A: From Wikipedia, “an ontological commitment is an agreement to use the shared vocabulary in a coherent and consistent manner within a specific context”.
Q: Is the timescale of this commitment forever??!
A: Definitely not. But you should only change it, if you have a proof (or at least slightly more than just a vibe) that you absolutely have to. It may be the case that something further down the line in the workshop forces you to revisit your choice of ontological commitment. But in a well-managed group, I expect that the re-negotiation will then have buy-in from the participants.
Q: At a meta-level, is this secretly about boundaries?
A: Why yes it is! An ontological commitment is establishing a boundary between what is on-the-table and off-the-table for negotiation.
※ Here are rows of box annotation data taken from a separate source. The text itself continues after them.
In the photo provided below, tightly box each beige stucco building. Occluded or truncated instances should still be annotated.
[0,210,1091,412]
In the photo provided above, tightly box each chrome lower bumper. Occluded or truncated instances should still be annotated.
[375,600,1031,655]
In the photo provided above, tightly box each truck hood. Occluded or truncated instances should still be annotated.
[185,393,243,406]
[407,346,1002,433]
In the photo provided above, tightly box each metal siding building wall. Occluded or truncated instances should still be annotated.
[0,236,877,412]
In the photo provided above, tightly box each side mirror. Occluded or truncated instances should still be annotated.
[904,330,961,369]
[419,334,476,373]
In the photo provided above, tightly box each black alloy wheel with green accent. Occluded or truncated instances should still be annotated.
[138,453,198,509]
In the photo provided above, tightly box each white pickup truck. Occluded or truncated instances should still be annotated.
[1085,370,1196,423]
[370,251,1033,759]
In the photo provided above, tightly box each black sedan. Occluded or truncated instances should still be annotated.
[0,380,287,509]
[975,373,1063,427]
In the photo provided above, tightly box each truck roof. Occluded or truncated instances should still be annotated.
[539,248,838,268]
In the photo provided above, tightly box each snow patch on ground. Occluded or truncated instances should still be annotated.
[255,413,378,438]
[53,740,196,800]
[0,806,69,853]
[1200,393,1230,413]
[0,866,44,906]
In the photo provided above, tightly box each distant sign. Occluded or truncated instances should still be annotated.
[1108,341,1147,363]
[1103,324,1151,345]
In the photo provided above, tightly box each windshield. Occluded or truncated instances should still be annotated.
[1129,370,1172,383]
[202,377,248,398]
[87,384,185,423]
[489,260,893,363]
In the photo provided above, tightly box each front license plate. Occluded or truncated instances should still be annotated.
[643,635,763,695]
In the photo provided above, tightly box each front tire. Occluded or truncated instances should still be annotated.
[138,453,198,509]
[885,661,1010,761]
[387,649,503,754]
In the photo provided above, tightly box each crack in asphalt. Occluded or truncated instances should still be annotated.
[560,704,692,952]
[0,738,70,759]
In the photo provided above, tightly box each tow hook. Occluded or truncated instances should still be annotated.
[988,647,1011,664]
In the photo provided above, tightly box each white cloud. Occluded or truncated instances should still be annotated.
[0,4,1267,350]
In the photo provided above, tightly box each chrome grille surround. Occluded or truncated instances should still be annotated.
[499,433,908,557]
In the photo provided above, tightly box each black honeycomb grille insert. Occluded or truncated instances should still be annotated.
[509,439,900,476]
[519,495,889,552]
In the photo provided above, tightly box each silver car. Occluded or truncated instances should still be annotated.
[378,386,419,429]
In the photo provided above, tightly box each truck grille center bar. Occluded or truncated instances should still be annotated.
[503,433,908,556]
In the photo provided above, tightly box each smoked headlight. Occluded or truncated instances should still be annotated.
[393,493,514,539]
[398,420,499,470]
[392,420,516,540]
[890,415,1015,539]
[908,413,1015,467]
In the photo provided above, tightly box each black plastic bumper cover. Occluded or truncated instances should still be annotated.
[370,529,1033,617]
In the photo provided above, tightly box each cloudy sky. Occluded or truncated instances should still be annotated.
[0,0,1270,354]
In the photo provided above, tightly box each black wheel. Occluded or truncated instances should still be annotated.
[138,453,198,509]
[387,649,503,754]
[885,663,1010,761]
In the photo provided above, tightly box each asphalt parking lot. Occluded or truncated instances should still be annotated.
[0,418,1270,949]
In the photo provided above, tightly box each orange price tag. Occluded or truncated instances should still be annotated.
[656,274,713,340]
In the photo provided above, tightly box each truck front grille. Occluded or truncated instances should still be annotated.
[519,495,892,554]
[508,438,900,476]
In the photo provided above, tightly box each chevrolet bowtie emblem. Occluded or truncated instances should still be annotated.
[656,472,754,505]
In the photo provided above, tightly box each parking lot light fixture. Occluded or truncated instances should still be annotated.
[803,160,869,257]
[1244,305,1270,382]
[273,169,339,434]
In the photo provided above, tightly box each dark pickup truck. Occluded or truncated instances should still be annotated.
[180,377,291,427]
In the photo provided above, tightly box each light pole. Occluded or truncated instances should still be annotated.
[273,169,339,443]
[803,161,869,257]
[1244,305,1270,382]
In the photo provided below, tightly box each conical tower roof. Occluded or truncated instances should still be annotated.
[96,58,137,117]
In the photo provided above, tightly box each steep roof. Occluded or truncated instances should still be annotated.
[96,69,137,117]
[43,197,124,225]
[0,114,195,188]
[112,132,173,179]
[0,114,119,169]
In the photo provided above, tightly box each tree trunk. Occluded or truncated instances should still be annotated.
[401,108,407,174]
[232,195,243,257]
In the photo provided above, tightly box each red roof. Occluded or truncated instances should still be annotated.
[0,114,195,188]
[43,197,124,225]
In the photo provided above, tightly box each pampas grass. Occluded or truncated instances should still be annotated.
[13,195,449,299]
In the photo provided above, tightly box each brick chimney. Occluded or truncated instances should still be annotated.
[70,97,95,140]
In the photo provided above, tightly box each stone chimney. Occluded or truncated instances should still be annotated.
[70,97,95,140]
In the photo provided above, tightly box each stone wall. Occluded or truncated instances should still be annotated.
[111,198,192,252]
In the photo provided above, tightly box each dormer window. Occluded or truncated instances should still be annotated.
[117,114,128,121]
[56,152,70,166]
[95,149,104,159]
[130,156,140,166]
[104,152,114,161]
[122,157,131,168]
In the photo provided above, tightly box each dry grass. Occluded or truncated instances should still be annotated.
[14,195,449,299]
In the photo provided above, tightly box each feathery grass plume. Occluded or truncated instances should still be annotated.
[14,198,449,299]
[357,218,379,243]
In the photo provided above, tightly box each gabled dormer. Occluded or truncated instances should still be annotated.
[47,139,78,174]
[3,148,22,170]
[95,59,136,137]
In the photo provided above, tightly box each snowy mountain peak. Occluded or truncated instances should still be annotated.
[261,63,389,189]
Boundaries are really useful! The walls of my home, the borders of my nation, the temperature set-point of my thermostat all allow me to relax. If I trust the boundary, then I have a security that frees me up to do my best work. If I throw a party, then establishing, communicating, and maintaining boundaries (e.g. who is invited or not, what time it will end, is it substance free) is respectful to my guests. And, as in any healthy system, I have a boundary protocol for when I allow boundary violations. I have a lot more thoughts on this (and in fact I’d prefer to talk about all of this from the perspective of containers and integrity) but I’ll leave it here for now.
Q: You proposed one set of ontological commitments. What other ones might I consider?
A: Two obvious ones come to mind. (1) I proposed a heretically synthetic systems theory, but you might want to choose something more concrete. E.g. Fix the double operad of interfaces to be directed wiring diagrams. (2) Polynomial functors.